As several recent threads of mine have tipped off, it's looking like an expensive winter for heat. So I have begrudgingly cleaned out the wood boiler downstairs and have begun to test it out.
All I can figure out is that it's a Jensen that doesn't appear to burn coal. It doesn't have shaker grates at least.
I burned some cardboard in it and didn't get any smoke in the house, so I'll say that the exhaust portion is in good shape. I then built a small wood fire in it and I'm seeing how that goes.
This thing came with the house, no documentation, no manual controls aside from the door and ash door, and a flippy thing in the chimney.
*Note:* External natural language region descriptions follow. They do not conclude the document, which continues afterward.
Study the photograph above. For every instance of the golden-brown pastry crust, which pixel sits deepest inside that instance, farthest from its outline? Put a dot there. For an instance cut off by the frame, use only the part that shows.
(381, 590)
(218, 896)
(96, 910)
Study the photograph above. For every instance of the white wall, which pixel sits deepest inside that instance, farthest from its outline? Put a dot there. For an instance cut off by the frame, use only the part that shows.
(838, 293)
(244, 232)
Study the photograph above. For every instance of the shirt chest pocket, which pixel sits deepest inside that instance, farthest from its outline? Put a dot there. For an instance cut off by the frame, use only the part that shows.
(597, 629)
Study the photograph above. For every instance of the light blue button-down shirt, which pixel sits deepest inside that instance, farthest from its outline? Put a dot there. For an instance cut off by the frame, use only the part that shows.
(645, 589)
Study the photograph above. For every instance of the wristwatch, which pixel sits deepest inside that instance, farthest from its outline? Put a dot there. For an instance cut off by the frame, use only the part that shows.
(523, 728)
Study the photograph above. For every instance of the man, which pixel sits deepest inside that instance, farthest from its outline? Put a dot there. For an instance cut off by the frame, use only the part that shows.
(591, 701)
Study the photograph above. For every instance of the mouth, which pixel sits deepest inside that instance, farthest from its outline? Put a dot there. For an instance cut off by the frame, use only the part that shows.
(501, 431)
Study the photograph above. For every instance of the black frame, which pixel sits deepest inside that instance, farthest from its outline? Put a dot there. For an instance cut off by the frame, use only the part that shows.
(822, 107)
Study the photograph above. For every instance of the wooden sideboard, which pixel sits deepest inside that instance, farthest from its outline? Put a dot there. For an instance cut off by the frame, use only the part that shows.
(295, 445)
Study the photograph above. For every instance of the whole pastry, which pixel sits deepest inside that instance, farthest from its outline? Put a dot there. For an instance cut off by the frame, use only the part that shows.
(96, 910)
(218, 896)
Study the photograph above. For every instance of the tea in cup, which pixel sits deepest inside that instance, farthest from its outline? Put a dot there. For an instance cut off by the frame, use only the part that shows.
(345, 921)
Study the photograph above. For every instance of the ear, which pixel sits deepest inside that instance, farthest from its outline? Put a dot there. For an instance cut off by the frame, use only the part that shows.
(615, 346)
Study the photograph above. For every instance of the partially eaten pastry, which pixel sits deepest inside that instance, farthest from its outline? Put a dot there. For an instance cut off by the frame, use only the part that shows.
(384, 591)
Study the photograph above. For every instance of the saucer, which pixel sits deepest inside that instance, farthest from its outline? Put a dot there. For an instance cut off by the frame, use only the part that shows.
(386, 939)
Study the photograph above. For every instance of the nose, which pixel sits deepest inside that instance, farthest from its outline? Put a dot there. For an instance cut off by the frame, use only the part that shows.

Installation looks staggered in series with the oil burner. Like the water goes through the oil burner, then through the wood burner, then to the rest of the house. Except for one 2 inch pipe that comes out of the top of the oil boiler and good towards the house but is also tied to where the water taps from the main and goes to the overflow tank? I can't get a picture that doesn't make that description even more confusing.
I don't know anything about this other than I built a fire in it and saw smoke coming out of the chimney outside.
I've been hunting around for forums and keep finding "search noob" or combination coal units that everybody packs fill with coal and brags about how many hours they get.
I'm just trying to get an idea on how big of a fire I need, how much attention it needs.
Mainly I want to use it at night to cut down on oil usage when the ambient temp is lowest and nobody is moving around or cooking making more heat. But not if that means I have to go down and stir the fire every hour or two.
I hate wood burners with a passion. I have nowhere to store dry wood, but there's a lot of dead stuff around the house and a lot of old rotten stuff I feel better about burning because it's not in our living space.
Is this a fools errand to only run it at night? Is there a good resource out there anywhere? Jensen is apparently known for not putting model numbers on any of their products, which makes looking for manuals a bit more difficult.
The sub plan is to save all the kids papers and all our boxes and E36 M3 then next summer spend a few days making fire bricks out of it all if I can make room to store them where they'll stay dry once their dry.